AS someone who has lived in more than 40 different homes, I find one question bothering me just at present.
Where would I like to finally settle down before vacating my space on planet Earth?
Of course there are a number of impossible options coursing through my mind. A house in the delightful Bohemian community of Saulsalito across the bay from San Francisco, a French town house nestling in the foothills of the Pyrenees or a penthouse flat in central London looking down on the Thames all figure in the equation.
Unless I win the lottery – tricky as I’ve never bought a ticket – they are all consigned to the stuff of dreams, but the question is important. Do you really want to spend your remaining days in a house that is difficult to look after and with a garden demanding constant attention?
Indeed the garden question is quite significant, because all that mowing, weeding, planting and pruning can become quite a burden as the years advance.

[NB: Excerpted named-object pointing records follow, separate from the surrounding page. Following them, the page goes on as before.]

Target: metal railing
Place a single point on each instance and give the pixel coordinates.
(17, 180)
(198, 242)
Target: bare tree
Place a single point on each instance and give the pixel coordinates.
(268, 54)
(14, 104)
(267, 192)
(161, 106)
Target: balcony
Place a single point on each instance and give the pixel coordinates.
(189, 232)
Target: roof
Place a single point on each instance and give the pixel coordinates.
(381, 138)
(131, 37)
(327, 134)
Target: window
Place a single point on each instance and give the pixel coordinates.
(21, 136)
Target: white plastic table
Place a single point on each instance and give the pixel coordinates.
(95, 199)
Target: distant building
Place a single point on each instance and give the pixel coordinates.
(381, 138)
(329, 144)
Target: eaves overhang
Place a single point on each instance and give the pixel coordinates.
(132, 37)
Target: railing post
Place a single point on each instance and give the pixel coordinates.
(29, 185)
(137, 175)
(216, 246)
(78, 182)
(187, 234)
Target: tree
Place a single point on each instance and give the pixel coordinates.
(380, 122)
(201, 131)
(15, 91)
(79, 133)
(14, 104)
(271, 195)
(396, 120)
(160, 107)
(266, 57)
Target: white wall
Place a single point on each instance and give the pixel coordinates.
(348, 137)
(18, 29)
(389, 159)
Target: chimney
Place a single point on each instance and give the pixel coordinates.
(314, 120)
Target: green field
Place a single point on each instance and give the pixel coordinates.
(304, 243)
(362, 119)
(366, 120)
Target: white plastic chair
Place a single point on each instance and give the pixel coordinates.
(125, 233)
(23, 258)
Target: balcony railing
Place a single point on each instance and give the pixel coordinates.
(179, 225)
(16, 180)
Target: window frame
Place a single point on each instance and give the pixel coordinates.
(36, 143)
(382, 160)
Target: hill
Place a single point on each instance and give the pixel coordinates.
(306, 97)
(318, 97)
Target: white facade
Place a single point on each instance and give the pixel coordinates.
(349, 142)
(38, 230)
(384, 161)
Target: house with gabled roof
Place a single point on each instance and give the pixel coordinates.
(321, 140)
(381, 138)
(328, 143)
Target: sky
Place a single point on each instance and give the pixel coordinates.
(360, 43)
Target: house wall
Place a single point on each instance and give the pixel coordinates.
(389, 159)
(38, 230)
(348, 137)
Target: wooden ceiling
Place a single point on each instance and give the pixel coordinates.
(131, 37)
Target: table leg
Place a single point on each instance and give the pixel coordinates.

Interesting then that Government forecasts – leaked last week – reveal that more than two million homes will not have a garden of any sort by next year. A report says that 2.16m homes will be without a private garden compared with 1.6m in 1995. And the figure will continue to rocket in coming years.
The report from the Department for the Environment, Fisheries and Rural Affairs blames the rise in ‘gardenless households’ – their clumsy phrase, not mine – on developers building more single occupancy and retirement flats. You only have to drive from one end of Beaconsfield New Town to the other to see how many grand homes have been flattened there to make way for such developments.
Of course there will always be houses with bits of land to dig up and plant. The English country garden is woven irrevocably into our fabric. We like our gardens with their stripy lawns, geraniums, petunias, begonias and, of course, giant Leylandii hedges to annoy our neighbours.
There’s nothing more guaranteed to grab our attention than headlines about neighbours being at war over bits of garden and hedging. ‘Never mind the economy, the fighting in Afghanistan and poverty in Africa – have you seen about that swine who took a chainsaw to his neighbour’s rhododendron?’ Of course it’s all going to change further down the line. The Climate Doomsayers have warned us. France and Spain are going to become extensions of the Sahara desert and the UK will be basking in a Mediterranean climate. It will turn our lawns and begonias into sad shrivelled brown things.
Anyway we at Mortimer Towers are ahead of the game. We’ve got rid of most of the lawns, have gravelled pathways, rocks and glorious beds full of Mediterranean style shrubs and plants. We even have an olive tree and it all survived that last horrible winter.
Gardening is, of course, an odd little hobby when you think about it on a grander scale. We spend our days toiling away over a patch of green that when measured against the scale of the whole planet it is not even a speck of dust. Still it keeps some of us out of mischief.
Whether the up and coming generations will have the same interest in toiling away on the soil remains to be seen, but I rather suspect they’ll go for the option of easy maintenance.
So in reality we don’t really need to get too upset over the growing number of homes without gardens, indeed the demand for them is likely to grow given that a few years down the line there will be as many retired people in this country as those working.
As for me, well the options are still open, but one thing’s for certain. In the not too distant future I will be too old to garden with any serious intent and anyway it will be too flaming hot.